I tend to gravitate to ABC’s ‘Rage’ which offers a mish-mash of popular, edgy and retro music, rather than Channel 10’s ‘Video Hits’ which seems to feature (generally non-charting obscure) artists from whatever music festival happens to be on at the time.  I know my lack of appreciation for these artists and the myriad of outdoor music festivals says something about my age and taste, but frankly I need more.  I mean, how on earth am I supposed to know what songs to like if I can’t find out what everyone else likes?

So, I wonder, why is there no interest in countdowns from free-to-air television stations?  Why no new-release video clips, no highlighting of new music?  Such shows exist on pay television (Foxtel etc) and even our radio stations still offer regular countdowns and feature new-releases.  In fact it seems that The Buggles were wrong in 1979 and ‘video did not kill the radio star’ after all.  But instead perhaps the video shows – as I knew them – are dead.  Killed by the World Wide Web. 

We no longer have to wait on tenterhooks for Molly (Meldrum) to unveil this week’s number one song on ‘Countdown’.  We can just log on to the internet and we have the world at our fingertips.  YouTube, iTunes and the like.  We don’t need to wait for Saturday morning to roll around to see what new songs are being released.
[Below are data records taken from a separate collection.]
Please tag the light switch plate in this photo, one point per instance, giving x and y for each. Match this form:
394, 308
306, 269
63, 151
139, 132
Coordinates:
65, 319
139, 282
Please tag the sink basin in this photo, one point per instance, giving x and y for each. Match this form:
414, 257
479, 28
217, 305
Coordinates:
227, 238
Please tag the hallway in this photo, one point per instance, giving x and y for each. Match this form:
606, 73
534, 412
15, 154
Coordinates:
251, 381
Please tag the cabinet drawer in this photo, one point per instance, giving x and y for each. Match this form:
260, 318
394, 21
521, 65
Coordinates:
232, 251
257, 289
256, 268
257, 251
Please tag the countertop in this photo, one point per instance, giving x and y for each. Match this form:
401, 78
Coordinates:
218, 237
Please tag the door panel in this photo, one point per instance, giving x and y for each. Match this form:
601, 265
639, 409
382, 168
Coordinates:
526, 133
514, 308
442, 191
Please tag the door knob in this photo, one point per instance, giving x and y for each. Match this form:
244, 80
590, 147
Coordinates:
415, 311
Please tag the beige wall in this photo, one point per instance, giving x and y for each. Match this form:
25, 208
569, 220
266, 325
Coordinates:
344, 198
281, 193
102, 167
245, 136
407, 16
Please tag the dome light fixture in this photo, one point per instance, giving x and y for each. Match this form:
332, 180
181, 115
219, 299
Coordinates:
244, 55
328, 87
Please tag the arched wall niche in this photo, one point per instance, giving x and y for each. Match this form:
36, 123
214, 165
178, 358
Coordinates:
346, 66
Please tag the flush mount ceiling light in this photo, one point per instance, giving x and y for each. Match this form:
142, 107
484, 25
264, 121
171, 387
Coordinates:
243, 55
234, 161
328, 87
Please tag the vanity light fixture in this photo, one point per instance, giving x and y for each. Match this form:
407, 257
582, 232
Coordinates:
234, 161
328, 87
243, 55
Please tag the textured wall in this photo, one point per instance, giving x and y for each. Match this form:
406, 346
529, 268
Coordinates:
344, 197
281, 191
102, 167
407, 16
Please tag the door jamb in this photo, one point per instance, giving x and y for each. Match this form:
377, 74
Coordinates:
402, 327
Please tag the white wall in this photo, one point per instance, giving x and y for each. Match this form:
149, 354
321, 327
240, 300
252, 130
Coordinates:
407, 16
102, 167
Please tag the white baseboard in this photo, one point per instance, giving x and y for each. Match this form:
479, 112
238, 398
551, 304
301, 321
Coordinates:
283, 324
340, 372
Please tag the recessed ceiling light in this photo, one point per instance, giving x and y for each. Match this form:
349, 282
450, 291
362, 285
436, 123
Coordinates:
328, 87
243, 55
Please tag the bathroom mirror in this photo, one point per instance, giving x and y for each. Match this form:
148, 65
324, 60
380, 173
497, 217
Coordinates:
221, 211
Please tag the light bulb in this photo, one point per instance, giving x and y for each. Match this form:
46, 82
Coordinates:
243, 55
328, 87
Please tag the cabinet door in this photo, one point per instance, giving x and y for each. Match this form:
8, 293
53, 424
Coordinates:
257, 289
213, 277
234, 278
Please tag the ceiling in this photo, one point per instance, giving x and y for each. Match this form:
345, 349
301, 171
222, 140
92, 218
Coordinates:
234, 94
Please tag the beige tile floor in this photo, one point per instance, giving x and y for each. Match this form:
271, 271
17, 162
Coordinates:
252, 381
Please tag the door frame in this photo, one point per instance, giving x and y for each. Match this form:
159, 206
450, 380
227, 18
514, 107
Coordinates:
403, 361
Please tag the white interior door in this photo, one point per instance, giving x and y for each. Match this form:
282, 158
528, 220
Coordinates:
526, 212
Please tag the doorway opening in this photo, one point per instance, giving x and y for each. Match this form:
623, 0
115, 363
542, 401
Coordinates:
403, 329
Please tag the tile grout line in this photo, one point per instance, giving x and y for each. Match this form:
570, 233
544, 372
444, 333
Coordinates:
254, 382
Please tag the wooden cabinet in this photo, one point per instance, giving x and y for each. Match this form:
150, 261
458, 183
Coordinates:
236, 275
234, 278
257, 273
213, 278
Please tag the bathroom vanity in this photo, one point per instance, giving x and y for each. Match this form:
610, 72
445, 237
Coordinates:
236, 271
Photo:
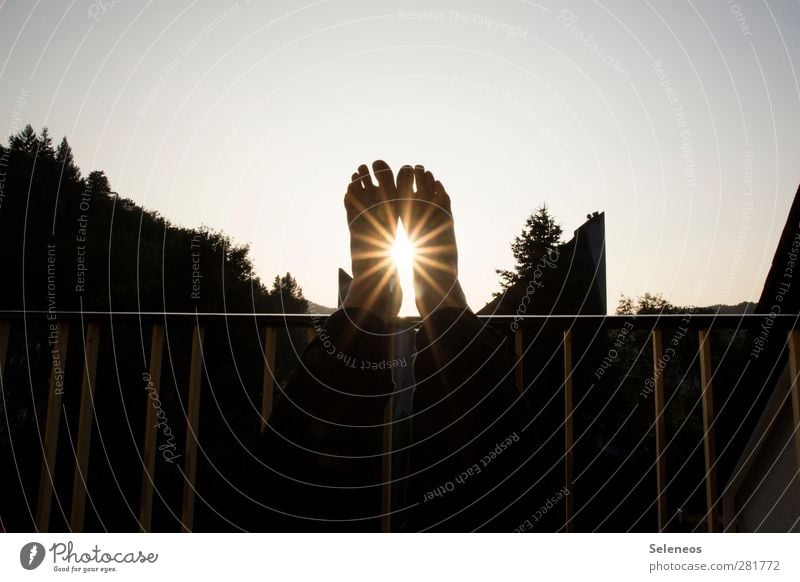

A few flicks of the fingers across a keyboard or keypad and we can find almost any video clip we want to watch, buy and download. Just like that. 

It isn’t that I don’t appreciate technology – downloading something from iTunes sure beats holding the cassette player with in-built microphone in front of the TV screen and telling everyone to shush.  But, I still miss the anticipation of the countdown; the inane babble of the VJs imparting often-useless tidbits; and being exposed to songs that I wouldn’t normally listen to but, because they happen to fall between No.8 and No.6, enjoy.  But most of all I miss those comforting weekend hours spent sprawled in front of a noisy, flickering box!